Topic outline

  • Rationale of the case study

    The case study was proposed by the LifeWatch CT Mediterranean in order to explore the susceptibility of EUNIS habitat to AS invasions. The case study was originally presented for freshwater and marine habitat (Boggero et al., 2014; Corriero et al, 2016). In the VRE alien species the case study, originally used to analyze freshwater and marine habitat, has been generalized to work with any biodiversity dataset available in the LW data portal. For a full comprehension of the rationale of the case study and the statistical approach used we strongly encourage the users to read carefully Boggero et al. (2014) and Corriero et al. (2016). 

    The workflow allows automating a set of operations that were originally written in an R script. This allows the user not skilled in R to replicate the same analyses in Taverna, and eventually modify the statistical workflow according to the aims of his research. However, for a full comprehension of what are the users doing, knowledge of the statistical tools used in this workflow (Generalized Linear Mixed Model) is a prerequisite. This is particularly relevant for two aspects: understanding if your data are suitable for this kind of analysis (i-e fit the assumption of GLMMs) and for the interpretation of the output.

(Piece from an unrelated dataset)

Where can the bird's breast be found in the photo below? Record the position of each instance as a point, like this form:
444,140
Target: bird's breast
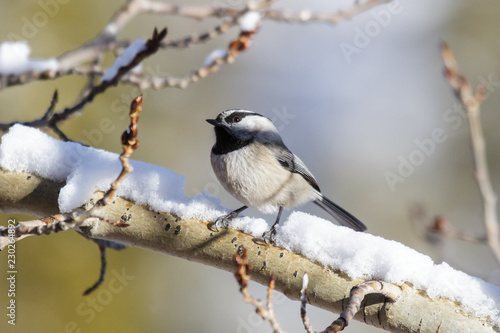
254,176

    • Statistical workflow

      A statistical workflow was defined in order to use suitable statistical tools that can deal with the occurrence data provided by LifeWatch. The R statistical environment was used to analyse the data and produce the statistical workflow. The original R script (available for expert users that want use and/or modify it) was incorporated in a Taverna workflow to ease its usage also for R-unskilled users. The fact that the R script can be run within a Taverna workflow does not mean that this is a “black box” style analysis. Knowledge of statistics and GLMM assumptions and limitations is always necessary.

    • Taverna workflow

      In order to use the statistical workflow in Taverna, the R script was subdivided in its main components that were successively incorporated in Taverna as a set of 4 sub-workflows. These sub-workflows were then concatenated to replicate the analyses provided by Corriero et al. (2016). The authors could change the order of the sub-workflows, remove one (or some of them) to customize the workflow according to the aim of his/her research aim. In the next future, new modules will be available.

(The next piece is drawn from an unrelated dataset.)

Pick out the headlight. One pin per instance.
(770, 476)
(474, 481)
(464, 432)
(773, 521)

      Open Taverna and start the workflow.

      After starting the workflow, Taverna will open a web application in the browser, by means of which the user can interact with the LifeWatch data portal making a query, obtaining a list of matching datasets with related metadata and selecting the one he/her is interested in.

      After choosing the dataset the user can press on the button “Use in Taverna” and close the browser.

      From this moment no more interactions are required to the user and the workflow will automatically perform 3 main tasks:

      1) reshape the dataset in order to obtain alien species and native specie richness for each family at the habitat and site level. If more that 1 EUNIS habitat is present in a site the richness will be calculate for the two (or more that 2) habitat In the site,

      2) Best model fitting model selection. This subworkflow calls a set of R functions from the packages lme4 and MuMIn. Initially a full GLMM model is calculated including both richness and level-1 EUNIS habitat as fixed factor. Subsequently reduced models are  calculated and compared with the full model using the Akaike Information Criteria (AIC). The model showing the best AIC is used to create the output (tables and graph),

      3) Finally, a sub-workflow takes information from the reshaped dataset and plots rarefaction curves.